Unfortunately, this isn't handled correctly by NetBSD, as discovered by Adam Ciarcinsky.

Analysis
The Ricoh RP5C01 clock chips used on A3000 and A4000, and the OKI MSM6242RS chips used on A500+ and A2000 machines, have BCD counters for the ones and tens of the year, and no hundreds or above. In effect, the hardware clock will jump to 00 at the end of (19)99. NetBSD does not take this into account. However, at least the Ricoh chip is fine if you set the tens manually to 10 or above (up to 15, encoding the years 2000..2059).
Workaround:
You will not notice the problem if you boot NetBSD before 1999 December 31 midnight (in the timezone of you clock chip), let it run until at least a few seconds into the year 2000, and do not boot AmigaOS until you have a fixed kernel.
Kernel fix:
For 1.4.x and 1.3.x kernel sources: apply the patch on the ftp servers /pub/NetBSD/arch/amiga/misc/ directory. Or use the NetBSD-1.4.2_ALPHA version of rtc.h, a2kbbc.c, and a34kbbc.c (only for 1.4.1!).

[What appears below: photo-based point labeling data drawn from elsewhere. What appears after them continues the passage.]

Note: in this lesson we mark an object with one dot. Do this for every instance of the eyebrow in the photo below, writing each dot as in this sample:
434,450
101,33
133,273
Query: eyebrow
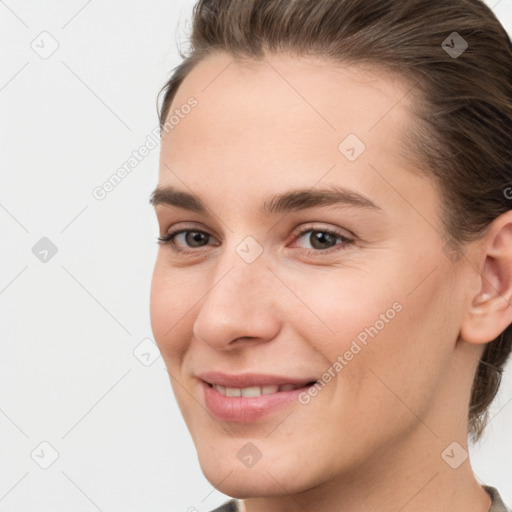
294,200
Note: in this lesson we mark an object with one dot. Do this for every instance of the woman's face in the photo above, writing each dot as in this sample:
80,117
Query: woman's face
285,283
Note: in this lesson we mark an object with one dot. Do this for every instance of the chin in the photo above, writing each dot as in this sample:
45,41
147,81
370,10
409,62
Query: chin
227,474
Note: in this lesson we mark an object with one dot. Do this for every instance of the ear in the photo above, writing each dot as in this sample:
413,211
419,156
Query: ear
490,310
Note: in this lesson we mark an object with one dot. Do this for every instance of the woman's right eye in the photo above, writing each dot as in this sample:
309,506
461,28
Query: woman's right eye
193,237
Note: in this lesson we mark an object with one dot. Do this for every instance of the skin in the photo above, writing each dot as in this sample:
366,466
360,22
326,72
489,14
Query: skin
372,439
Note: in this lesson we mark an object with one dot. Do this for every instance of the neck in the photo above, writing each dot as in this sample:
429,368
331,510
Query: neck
411,477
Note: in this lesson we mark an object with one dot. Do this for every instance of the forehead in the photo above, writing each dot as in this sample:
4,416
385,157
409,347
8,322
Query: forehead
290,99
281,120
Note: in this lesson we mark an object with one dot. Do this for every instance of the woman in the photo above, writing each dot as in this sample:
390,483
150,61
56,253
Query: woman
332,292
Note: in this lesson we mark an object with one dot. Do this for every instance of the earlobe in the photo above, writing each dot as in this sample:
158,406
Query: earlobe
490,311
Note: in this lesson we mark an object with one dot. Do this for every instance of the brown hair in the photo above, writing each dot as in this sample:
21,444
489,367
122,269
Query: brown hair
463,112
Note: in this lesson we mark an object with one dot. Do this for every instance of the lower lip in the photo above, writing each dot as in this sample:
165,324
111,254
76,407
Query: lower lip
241,409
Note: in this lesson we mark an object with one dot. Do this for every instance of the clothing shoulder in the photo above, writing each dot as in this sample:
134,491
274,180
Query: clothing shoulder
229,506
497,502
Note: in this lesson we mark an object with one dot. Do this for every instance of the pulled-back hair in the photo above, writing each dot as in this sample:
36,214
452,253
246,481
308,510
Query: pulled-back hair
462,107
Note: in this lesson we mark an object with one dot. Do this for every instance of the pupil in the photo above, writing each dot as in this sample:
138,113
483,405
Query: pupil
322,238
194,236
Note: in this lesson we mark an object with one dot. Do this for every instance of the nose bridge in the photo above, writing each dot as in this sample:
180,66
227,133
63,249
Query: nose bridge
239,302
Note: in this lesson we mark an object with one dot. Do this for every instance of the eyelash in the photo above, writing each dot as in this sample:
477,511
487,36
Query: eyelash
169,237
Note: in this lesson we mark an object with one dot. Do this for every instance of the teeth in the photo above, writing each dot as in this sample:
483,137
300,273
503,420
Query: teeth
255,391
269,390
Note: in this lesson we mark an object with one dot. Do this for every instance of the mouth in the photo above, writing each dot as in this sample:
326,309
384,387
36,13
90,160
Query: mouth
250,397
255,391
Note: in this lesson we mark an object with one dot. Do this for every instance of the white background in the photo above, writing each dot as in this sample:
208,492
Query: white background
68,327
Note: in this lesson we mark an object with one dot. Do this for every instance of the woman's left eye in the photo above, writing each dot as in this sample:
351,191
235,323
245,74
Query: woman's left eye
322,240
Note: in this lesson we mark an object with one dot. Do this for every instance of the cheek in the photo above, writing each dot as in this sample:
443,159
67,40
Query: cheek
168,307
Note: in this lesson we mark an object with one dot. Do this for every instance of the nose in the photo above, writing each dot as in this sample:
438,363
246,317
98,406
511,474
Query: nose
239,306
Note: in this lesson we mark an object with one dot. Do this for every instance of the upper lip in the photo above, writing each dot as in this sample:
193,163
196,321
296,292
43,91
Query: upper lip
246,380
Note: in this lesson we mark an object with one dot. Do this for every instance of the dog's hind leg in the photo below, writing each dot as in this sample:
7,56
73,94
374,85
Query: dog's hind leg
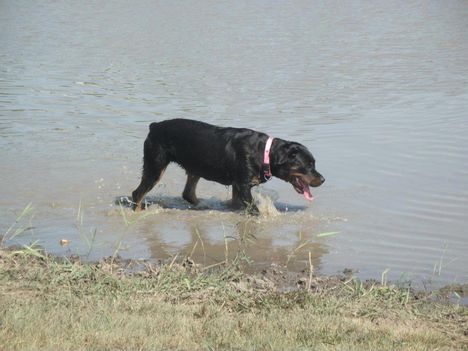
242,198
190,187
154,164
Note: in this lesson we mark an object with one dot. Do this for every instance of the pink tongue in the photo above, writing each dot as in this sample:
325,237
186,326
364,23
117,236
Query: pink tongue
307,193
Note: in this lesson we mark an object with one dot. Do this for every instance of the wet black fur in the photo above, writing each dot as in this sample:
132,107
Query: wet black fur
230,156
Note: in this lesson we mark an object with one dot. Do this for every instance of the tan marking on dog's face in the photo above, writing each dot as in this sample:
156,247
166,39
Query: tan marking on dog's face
255,181
309,179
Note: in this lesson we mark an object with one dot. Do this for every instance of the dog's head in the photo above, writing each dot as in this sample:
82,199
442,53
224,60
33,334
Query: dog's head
293,163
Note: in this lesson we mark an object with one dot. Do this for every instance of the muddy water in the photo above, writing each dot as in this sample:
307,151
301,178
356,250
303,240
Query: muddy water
378,92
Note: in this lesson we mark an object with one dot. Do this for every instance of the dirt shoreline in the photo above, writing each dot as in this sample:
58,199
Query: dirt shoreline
48,303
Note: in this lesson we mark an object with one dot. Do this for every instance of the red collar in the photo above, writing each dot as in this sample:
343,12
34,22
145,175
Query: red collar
266,160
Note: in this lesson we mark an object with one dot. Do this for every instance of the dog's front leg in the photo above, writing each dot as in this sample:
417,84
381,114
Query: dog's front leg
242,198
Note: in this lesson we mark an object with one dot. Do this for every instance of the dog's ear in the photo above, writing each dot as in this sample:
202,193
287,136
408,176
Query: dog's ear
292,152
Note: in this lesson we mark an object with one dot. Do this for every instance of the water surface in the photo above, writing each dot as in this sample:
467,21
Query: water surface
377,91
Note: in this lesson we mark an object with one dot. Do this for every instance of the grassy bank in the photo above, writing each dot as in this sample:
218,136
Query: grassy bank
47,303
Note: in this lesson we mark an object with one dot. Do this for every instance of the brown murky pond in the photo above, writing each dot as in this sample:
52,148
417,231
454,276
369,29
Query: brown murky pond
378,92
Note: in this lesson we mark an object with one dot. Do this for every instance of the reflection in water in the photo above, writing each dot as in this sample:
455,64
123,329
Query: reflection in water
208,243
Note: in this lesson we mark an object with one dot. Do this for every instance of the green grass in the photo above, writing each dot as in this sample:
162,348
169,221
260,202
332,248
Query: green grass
50,303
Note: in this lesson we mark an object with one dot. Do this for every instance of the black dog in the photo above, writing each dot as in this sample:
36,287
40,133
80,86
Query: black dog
230,156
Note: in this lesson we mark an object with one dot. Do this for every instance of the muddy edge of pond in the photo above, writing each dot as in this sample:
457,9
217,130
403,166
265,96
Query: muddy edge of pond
272,279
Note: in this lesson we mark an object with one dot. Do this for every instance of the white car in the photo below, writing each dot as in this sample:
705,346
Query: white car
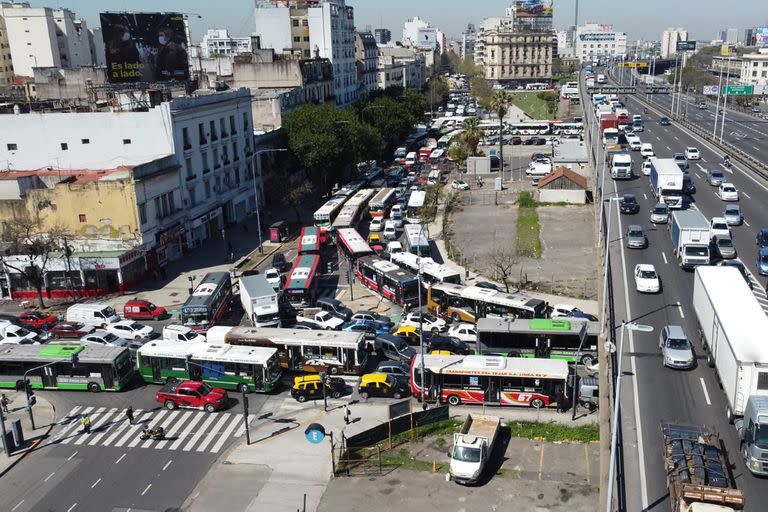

The 1.4.2 release and NetBSD-current have been fixed already.

... on DraCo machines
DraCo machines are using a 40 bit hardware clock counting 1/256 seconds from January 1, 1978. This will overflow in January 2114. We plan to recommend recalibrating the base date of the clock when this date comes near without any solution from the manufacturer. Note that NetBSD, like virtually all other Unix-like systems, would need to switch to a time_t with a higher range to work after 2036.